On orders from grand Admiral Raeder, suitable ships were transferred overland to the Black Sea from North and Baltic Seas. In August 1942 the U-Boats U 9 (Lt. Cmdr. Petersen), U 18 (Lt Arendt), U 20 (Lt. Grafen), U 23 (Lt. Arendt) and U 24 (Lt. Lenzmann), previously stationed in Gydnia, put to sea for Keil, where the submarines’ diesel engines, electric motors and batteries were dismantled and their towers removed by oxyacetylene cutters. This was the first stage of a 1,500-mile journey overland. According to a plan conceived by a Mr. Baumgarten, an engineer and departmental manager in the shipbuilding offices of the Deutsche Werke Keil AG, the empty hulls of the six U-Boats, weighting 112-138 tons each, were to be tilted by an angle of ninety degrees so that they could be transported under bridges along the autobahn, firmly secured on the heaviest transport lorries available, the Kuhlemeyer trucks. The most powerful traction machines available in Germany, Kablbe tractors and Faun machines, were provided by the Luftwaffe. The U-Boats – tilted and packed in floatable pontoon crates – were pulled by tugs through the Kaiser Wilhelm Canal and along the Elbe as far as Ubigau near Dresden. From this point onward, at a speed of five miles per hour, the journey proceeded three hundred miles along the German autobahn, with its 150 bridges, numerous gradients, bends and several hilly stretches, as far as Ingolstadt.

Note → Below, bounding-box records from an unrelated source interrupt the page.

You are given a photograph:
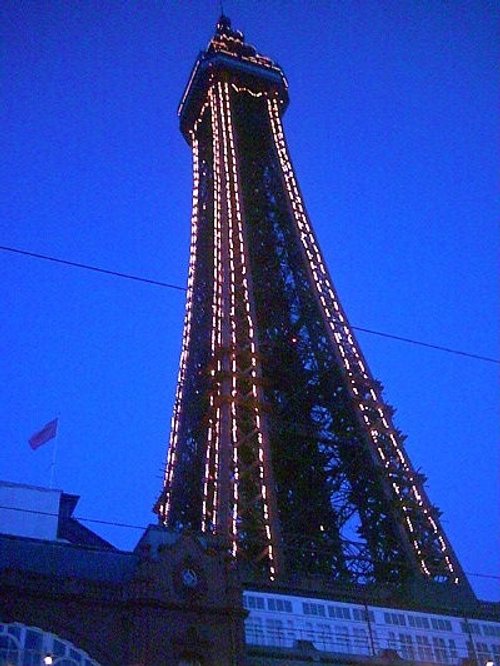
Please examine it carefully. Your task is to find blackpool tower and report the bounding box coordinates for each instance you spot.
[156,16,469,590]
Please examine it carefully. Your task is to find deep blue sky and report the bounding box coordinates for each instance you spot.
[0,0,500,599]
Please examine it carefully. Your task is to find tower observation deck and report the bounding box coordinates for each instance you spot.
[156,16,470,593]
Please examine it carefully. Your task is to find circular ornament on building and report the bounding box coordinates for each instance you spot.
[181,567,199,588]
[173,560,207,599]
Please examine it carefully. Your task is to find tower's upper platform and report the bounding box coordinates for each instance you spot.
[179,15,288,140]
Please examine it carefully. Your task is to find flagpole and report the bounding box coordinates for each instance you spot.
[49,414,61,489]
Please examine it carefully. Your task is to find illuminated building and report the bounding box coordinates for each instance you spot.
[157,16,471,595]
[155,16,500,664]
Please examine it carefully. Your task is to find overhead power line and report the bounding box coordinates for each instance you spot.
[0,245,500,365]
[0,240,186,291]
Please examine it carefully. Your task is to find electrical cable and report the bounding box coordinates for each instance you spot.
[0,245,500,365]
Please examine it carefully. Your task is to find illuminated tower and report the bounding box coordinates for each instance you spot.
[156,16,469,590]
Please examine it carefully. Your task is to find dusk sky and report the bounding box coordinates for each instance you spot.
[0,0,500,600]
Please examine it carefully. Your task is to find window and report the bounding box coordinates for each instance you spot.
[267,597,292,613]
[266,618,285,645]
[431,617,452,631]
[353,627,370,654]
[305,622,314,642]
[318,624,333,650]
[246,596,264,610]
[476,641,490,663]
[491,643,500,666]
[0,634,19,664]
[328,606,351,620]
[416,636,433,661]
[432,636,448,663]
[245,617,264,645]
[352,608,375,622]
[399,634,415,659]
[482,624,500,637]
[302,601,325,617]
[387,631,398,650]
[384,613,406,627]
[408,615,430,629]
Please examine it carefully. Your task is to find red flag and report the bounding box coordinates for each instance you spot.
[28,419,57,449]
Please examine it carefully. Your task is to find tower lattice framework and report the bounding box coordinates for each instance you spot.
[156,16,467,586]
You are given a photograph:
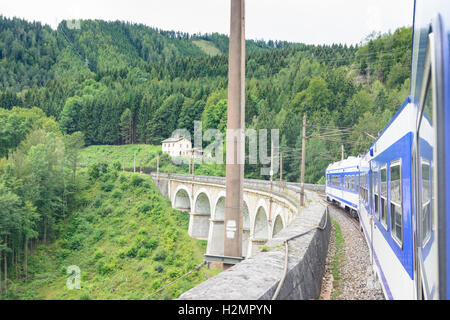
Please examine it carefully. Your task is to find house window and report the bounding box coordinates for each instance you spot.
[389,159,403,245]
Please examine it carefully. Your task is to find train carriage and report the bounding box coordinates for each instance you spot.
[325,157,359,217]
[325,0,450,299]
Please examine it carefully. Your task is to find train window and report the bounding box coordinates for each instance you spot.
[380,165,388,229]
[373,171,380,220]
[389,160,403,244]
[420,159,432,246]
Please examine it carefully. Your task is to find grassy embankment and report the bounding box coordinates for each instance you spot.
[9,165,218,299]
[331,219,345,300]
[79,144,225,176]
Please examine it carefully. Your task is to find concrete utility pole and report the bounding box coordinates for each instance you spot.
[156,154,159,181]
[223,0,245,270]
[280,152,283,181]
[300,114,306,206]
[270,138,273,190]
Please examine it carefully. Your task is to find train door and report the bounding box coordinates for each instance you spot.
[415,25,443,299]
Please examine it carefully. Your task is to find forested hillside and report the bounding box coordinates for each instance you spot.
[0,18,411,183]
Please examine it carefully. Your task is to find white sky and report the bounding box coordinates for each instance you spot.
[0,0,414,44]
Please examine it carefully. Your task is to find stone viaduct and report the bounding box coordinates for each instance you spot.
[151,173,323,257]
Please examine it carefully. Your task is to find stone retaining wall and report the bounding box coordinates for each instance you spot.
[179,196,331,300]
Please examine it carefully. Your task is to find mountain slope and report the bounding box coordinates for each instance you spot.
[9,169,218,299]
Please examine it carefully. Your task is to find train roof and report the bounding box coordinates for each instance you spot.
[326,157,361,171]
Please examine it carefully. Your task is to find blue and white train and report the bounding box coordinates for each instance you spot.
[325,0,450,299]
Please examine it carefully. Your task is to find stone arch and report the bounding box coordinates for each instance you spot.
[172,185,191,211]
[189,188,211,240]
[212,191,226,220]
[242,199,251,257]
[253,206,269,240]
[272,214,284,238]
[193,188,211,215]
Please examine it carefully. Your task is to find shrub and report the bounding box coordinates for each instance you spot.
[57,249,71,260]
[80,292,91,300]
[100,182,114,192]
[88,163,100,180]
[119,173,128,183]
[153,248,167,261]
[111,190,122,199]
[145,238,158,250]
[113,161,122,171]
[154,263,164,273]
[95,260,115,276]
[103,206,113,216]
[138,202,153,213]
[127,246,138,258]
[94,249,103,260]
[137,248,148,258]
[131,175,144,187]
[69,234,84,251]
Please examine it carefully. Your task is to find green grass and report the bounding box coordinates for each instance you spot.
[192,40,222,56]
[331,219,345,300]
[79,144,225,176]
[8,168,218,300]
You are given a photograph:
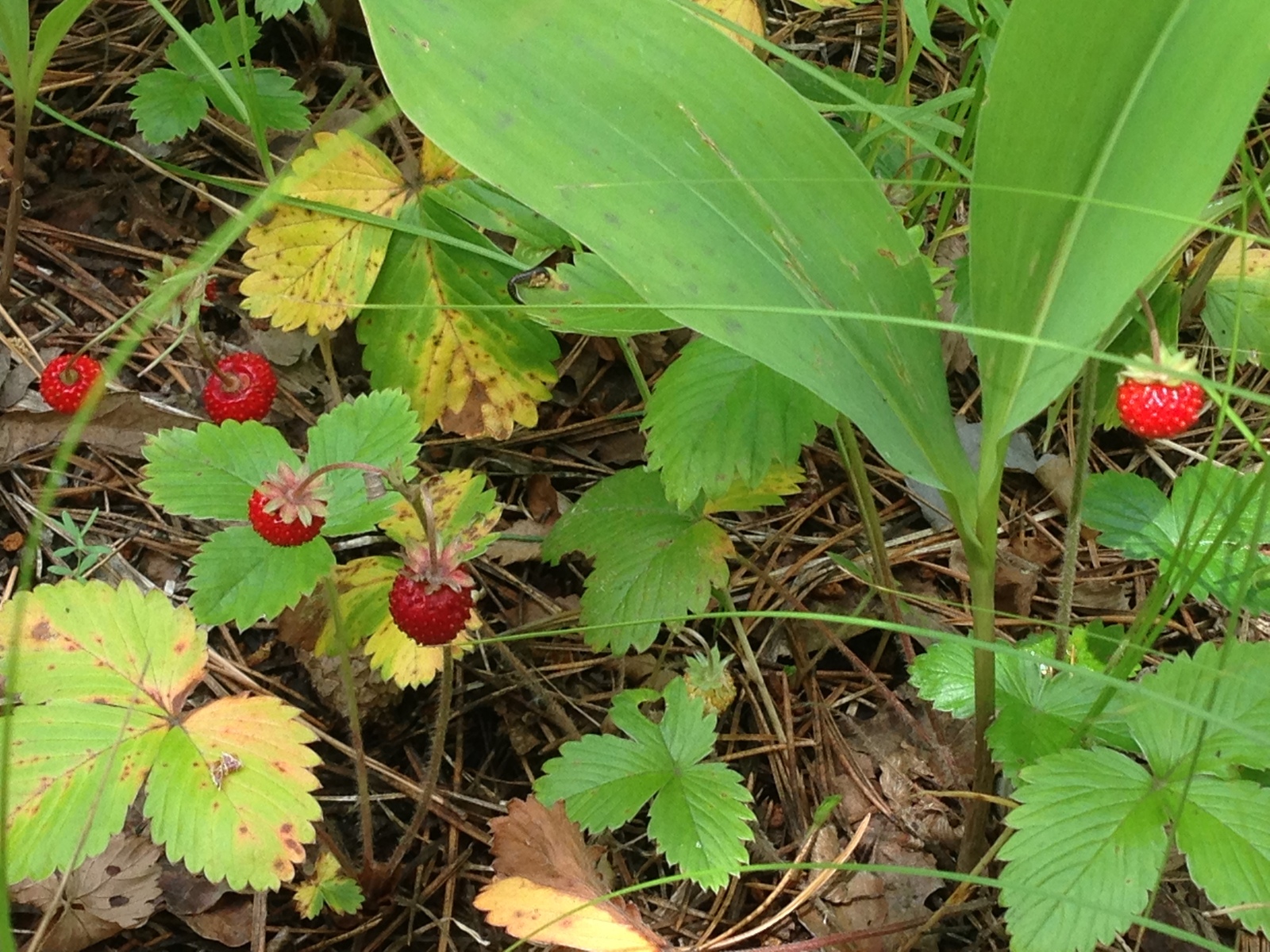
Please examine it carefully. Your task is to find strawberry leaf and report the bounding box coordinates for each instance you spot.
[644,338,837,509]
[535,678,754,890]
[542,468,733,654]
[141,420,300,520]
[307,390,419,536]
[1001,749,1168,952]
[189,525,335,630]
[144,697,321,890]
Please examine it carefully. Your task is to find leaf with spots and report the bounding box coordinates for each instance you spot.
[357,197,560,440]
[313,556,480,688]
[144,697,321,890]
[0,580,318,889]
[243,129,406,335]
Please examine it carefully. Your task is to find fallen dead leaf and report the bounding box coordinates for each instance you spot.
[10,833,161,952]
[474,797,668,952]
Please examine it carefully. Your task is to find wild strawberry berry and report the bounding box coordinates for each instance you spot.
[40,354,102,414]
[203,351,278,423]
[389,546,475,645]
[1115,353,1205,440]
[246,463,326,547]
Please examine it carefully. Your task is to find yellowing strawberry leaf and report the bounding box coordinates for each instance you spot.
[357,198,560,440]
[141,420,300,519]
[519,254,679,336]
[144,697,321,890]
[379,470,503,561]
[644,338,837,509]
[306,390,419,536]
[999,747,1168,952]
[189,525,335,630]
[533,678,754,890]
[243,129,406,334]
[314,556,480,688]
[542,468,733,654]
[294,853,366,919]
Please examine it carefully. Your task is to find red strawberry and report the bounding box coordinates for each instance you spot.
[246,463,326,547]
[389,547,474,645]
[40,354,102,414]
[1115,351,1205,440]
[203,351,278,423]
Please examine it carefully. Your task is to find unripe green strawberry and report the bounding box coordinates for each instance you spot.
[683,645,737,715]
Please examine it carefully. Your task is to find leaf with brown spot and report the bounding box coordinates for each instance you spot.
[474,797,668,952]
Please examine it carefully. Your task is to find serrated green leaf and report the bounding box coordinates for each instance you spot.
[535,678,754,889]
[357,198,560,440]
[141,420,300,520]
[1084,462,1270,613]
[999,749,1168,952]
[521,252,681,336]
[306,390,419,536]
[644,338,837,509]
[1177,777,1270,933]
[129,70,207,144]
[542,468,733,654]
[0,698,167,882]
[144,697,321,890]
[1126,641,1270,778]
[189,525,335,630]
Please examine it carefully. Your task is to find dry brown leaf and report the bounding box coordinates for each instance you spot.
[474,797,667,952]
[10,833,160,952]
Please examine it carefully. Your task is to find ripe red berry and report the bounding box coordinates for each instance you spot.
[203,351,278,423]
[246,463,326,547]
[389,569,472,645]
[40,354,102,414]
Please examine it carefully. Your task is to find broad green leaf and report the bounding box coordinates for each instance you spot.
[294,853,366,919]
[357,199,560,440]
[0,582,207,716]
[0,705,167,882]
[1126,641,1270,778]
[141,420,300,520]
[305,390,419,536]
[535,678,754,890]
[189,525,335,631]
[970,0,1270,436]
[519,254,679,336]
[542,468,733,654]
[999,749,1168,952]
[144,697,321,890]
[1204,245,1270,367]
[644,338,837,509]
[1083,462,1270,613]
[1177,777,1270,933]
[364,0,974,500]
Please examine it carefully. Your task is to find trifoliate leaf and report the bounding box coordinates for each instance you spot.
[1126,641,1270,778]
[1177,777,1270,933]
[306,390,419,536]
[542,468,734,654]
[379,470,503,561]
[294,853,366,919]
[144,697,321,890]
[519,254,679,336]
[428,178,569,265]
[999,749,1168,952]
[241,129,406,335]
[644,338,837,509]
[189,525,335,630]
[1084,462,1270,613]
[535,678,754,889]
[1203,244,1270,367]
[314,556,479,688]
[141,420,300,519]
[357,198,560,440]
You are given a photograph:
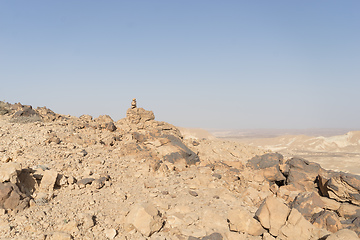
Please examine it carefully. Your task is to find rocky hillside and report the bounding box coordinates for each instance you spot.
[0,102,360,240]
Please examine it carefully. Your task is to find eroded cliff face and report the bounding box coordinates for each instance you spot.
[0,103,360,240]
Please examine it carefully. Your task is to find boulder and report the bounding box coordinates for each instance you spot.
[291,192,325,221]
[311,210,343,233]
[325,173,360,206]
[255,196,290,236]
[12,103,41,123]
[246,153,284,169]
[126,108,155,124]
[276,208,324,240]
[0,162,21,183]
[320,197,341,211]
[125,203,164,237]
[40,170,58,192]
[46,232,73,240]
[228,209,265,236]
[246,153,286,182]
[284,157,326,192]
[0,182,30,211]
[325,229,359,240]
[337,203,360,218]
[133,132,200,165]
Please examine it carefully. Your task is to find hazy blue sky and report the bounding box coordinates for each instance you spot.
[0,0,360,129]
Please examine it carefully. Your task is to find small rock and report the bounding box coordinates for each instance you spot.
[0,162,21,183]
[78,150,88,157]
[326,229,359,240]
[40,170,58,191]
[46,232,73,240]
[228,209,265,236]
[212,173,221,179]
[189,190,199,197]
[77,178,95,188]
[91,177,106,189]
[1,155,12,163]
[311,210,343,233]
[104,228,117,239]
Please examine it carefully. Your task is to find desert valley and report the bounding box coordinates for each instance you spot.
[0,102,360,240]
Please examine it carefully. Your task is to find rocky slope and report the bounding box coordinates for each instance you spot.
[0,102,360,240]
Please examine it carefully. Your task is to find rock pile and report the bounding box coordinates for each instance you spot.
[0,100,360,240]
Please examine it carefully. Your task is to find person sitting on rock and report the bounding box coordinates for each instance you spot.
[131,98,136,109]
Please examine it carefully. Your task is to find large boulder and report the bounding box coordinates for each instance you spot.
[133,132,200,165]
[291,192,325,221]
[284,157,326,192]
[276,208,326,240]
[11,103,41,123]
[255,196,290,236]
[321,173,360,206]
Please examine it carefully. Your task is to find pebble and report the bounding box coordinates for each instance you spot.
[189,191,199,197]
[104,228,117,239]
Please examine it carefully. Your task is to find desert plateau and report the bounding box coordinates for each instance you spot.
[0,99,360,240]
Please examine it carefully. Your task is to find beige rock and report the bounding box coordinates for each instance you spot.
[255,196,290,236]
[125,203,163,237]
[46,232,73,240]
[104,228,117,239]
[320,197,341,211]
[40,170,58,191]
[262,232,275,240]
[311,210,343,233]
[0,162,21,183]
[58,221,79,233]
[200,207,229,232]
[326,229,359,240]
[277,208,322,240]
[337,203,360,217]
[228,209,265,236]
[1,155,11,163]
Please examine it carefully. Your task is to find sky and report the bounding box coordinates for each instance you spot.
[0,0,360,129]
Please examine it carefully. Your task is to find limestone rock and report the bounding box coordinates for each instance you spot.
[311,210,343,233]
[126,108,155,124]
[255,196,290,236]
[277,208,322,240]
[104,228,117,239]
[246,153,284,169]
[246,153,286,182]
[326,229,359,240]
[0,162,21,183]
[40,170,58,192]
[326,173,360,206]
[320,197,341,211]
[284,157,325,192]
[0,182,29,211]
[228,209,265,236]
[292,192,325,221]
[188,233,224,240]
[46,232,73,240]
[125,203,163,237]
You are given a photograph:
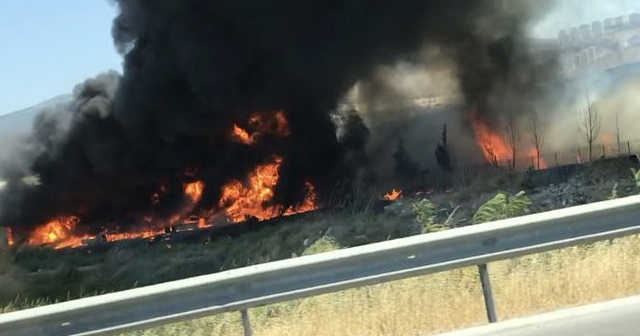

Then the U-Boats were again packed in their pontoon crates and transported on the non-navigable Danube as far as Regensberg. In Linz, the U-Boats were again straightened up, and refitting of the engines and all dismantled parts began. The operational U-Boats were positioned between two large river barges, to disguise the nature of the transport, and towed to Galatz. From here the U-Boats made for Constanza under their own power. After this operation, unique in the annals of the German Navy, the Black Sea Flotilla was formed under command of Lt. Cmdr. Rosenbaum, who, as the commander of U 73, had sunk the British aircraft carrier Eagle in the Mediterranean.
Thirty more S-Boats, twenty-three evacuation craft, fifty naval lighters, twenty-six submarine hunters, eighty-four launches, thirty tugs, eighteen motorboats, four dredgers, two paddle steamers, two ice-breakers and 153 coastal craft were transported on the route over the autobahn and the Danube by summer 1944.